The COVID-19 pandemic caused by the SARS-CoV-2 virus has become an unprecedented global crisis, with so far over 4.1 million infections and 283,000 deaths reported. SARS-CoV-2 is a positive strand RNA virus, and its replication is dependent on RNA polymerase (RdRp) consisting of nsp12, nsp7, and nsp8. However, the lack of structure of RdRp in complex with an RNA or with nucleotide inhibitors hampers drug development. Recently, a joint research group from China successfully determined the cryo-EM structure of the SARS-CoV-2 RdRp complex with a template-primer RNA and the antiviral drug Remdesivir, which was recently received the Emergency Use Authorization (EUA) status for COVID-19 from the FDA.

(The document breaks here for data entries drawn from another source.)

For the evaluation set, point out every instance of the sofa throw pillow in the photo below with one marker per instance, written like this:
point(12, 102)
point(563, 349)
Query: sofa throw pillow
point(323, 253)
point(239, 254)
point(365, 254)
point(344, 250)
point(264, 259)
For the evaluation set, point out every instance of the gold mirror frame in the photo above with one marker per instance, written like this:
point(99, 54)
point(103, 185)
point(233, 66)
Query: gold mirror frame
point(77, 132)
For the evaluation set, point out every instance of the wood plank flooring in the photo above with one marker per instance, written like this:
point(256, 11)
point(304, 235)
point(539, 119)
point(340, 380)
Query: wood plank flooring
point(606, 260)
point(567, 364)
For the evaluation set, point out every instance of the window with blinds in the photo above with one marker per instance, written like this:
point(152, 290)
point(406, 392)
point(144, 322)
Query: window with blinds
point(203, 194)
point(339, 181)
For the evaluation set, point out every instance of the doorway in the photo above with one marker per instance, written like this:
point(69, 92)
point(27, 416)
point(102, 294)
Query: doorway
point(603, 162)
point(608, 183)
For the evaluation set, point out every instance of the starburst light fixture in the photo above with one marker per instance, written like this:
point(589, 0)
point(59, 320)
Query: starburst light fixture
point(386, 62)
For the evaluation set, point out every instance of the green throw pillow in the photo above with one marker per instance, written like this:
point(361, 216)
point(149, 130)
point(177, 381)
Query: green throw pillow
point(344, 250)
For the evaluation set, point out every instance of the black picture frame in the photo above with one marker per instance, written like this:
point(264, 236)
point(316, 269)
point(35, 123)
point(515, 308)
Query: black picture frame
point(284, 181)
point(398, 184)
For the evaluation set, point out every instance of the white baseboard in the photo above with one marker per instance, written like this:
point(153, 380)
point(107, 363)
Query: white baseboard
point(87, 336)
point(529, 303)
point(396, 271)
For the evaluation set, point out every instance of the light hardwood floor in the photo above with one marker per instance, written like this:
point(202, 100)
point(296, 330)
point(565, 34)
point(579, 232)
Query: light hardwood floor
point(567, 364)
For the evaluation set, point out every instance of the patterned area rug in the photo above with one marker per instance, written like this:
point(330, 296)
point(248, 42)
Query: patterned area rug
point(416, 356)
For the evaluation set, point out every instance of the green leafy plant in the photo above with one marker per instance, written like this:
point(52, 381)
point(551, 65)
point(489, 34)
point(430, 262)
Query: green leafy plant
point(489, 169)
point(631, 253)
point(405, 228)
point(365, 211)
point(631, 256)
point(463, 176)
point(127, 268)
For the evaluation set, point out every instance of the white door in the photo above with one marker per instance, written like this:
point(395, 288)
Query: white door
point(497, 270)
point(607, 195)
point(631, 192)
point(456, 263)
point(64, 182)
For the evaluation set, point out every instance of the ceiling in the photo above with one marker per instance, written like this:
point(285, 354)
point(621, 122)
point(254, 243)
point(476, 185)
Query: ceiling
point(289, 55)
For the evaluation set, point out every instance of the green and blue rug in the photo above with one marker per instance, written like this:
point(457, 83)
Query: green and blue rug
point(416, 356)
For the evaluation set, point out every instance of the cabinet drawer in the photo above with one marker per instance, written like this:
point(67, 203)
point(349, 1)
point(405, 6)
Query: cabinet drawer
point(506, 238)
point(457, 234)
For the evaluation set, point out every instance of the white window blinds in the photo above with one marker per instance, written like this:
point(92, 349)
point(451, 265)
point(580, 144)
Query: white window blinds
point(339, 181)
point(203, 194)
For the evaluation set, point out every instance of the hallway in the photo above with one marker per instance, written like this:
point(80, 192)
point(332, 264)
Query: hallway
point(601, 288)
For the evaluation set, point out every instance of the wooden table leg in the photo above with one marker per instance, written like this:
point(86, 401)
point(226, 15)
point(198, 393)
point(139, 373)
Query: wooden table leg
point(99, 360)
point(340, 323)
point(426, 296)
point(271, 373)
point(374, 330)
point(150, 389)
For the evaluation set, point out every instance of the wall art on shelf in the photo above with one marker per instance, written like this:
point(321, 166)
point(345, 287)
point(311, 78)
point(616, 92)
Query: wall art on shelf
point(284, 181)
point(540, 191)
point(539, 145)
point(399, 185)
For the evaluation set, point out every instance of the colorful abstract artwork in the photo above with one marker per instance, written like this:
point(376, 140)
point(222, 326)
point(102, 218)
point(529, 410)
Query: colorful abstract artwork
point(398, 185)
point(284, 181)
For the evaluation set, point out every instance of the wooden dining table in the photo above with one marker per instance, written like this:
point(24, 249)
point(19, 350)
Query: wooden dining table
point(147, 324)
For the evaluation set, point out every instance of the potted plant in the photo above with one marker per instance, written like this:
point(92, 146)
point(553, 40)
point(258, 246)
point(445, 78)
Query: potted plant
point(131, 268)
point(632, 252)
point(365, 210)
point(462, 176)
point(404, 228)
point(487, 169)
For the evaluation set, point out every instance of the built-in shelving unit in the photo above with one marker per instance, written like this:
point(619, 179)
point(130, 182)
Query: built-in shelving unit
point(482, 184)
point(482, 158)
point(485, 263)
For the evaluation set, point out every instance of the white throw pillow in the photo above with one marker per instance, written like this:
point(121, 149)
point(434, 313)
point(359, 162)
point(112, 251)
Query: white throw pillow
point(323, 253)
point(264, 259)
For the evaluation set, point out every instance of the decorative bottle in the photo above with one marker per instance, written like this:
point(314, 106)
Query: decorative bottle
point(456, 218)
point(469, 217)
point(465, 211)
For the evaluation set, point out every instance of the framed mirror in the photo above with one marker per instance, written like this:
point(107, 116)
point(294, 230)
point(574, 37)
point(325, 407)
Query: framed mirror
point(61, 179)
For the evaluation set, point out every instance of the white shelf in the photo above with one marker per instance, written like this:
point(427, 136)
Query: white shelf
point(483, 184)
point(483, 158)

In the co-structure, the template-RTP RdRp complex contains one nsp12, one nsp7 and one nsp8, and the template-primer RNA consisting of a 14-base RNA in the template strand, a 11-base RNA in the primer strand held by the finger-palm-thumb subdomains (Figure 1A). The template-primer RNA forms extensive protein-RNA interactions with a total of 29 residues in nsp12 (Figure. 1B). In contrast, no protein-RNA interaction is formed with nsp7 or nsp8, although these two proteins are required for RNA binding by RdRp. No base pairs of the template-primer RNA are in contact with nsp12. The RNA phosphate-ribose backbones and the 2′-OH groups of the primer strand contribute to most of the protein-RNA interactions. The nucleotides at the +2 and +3 positions of the template strand interact with residues from the back of the finger subdomain (Figure 1C). This structural information is consistent with the fact that no specific sequence is required for the enzymatic activity of RdRp during the elongation process.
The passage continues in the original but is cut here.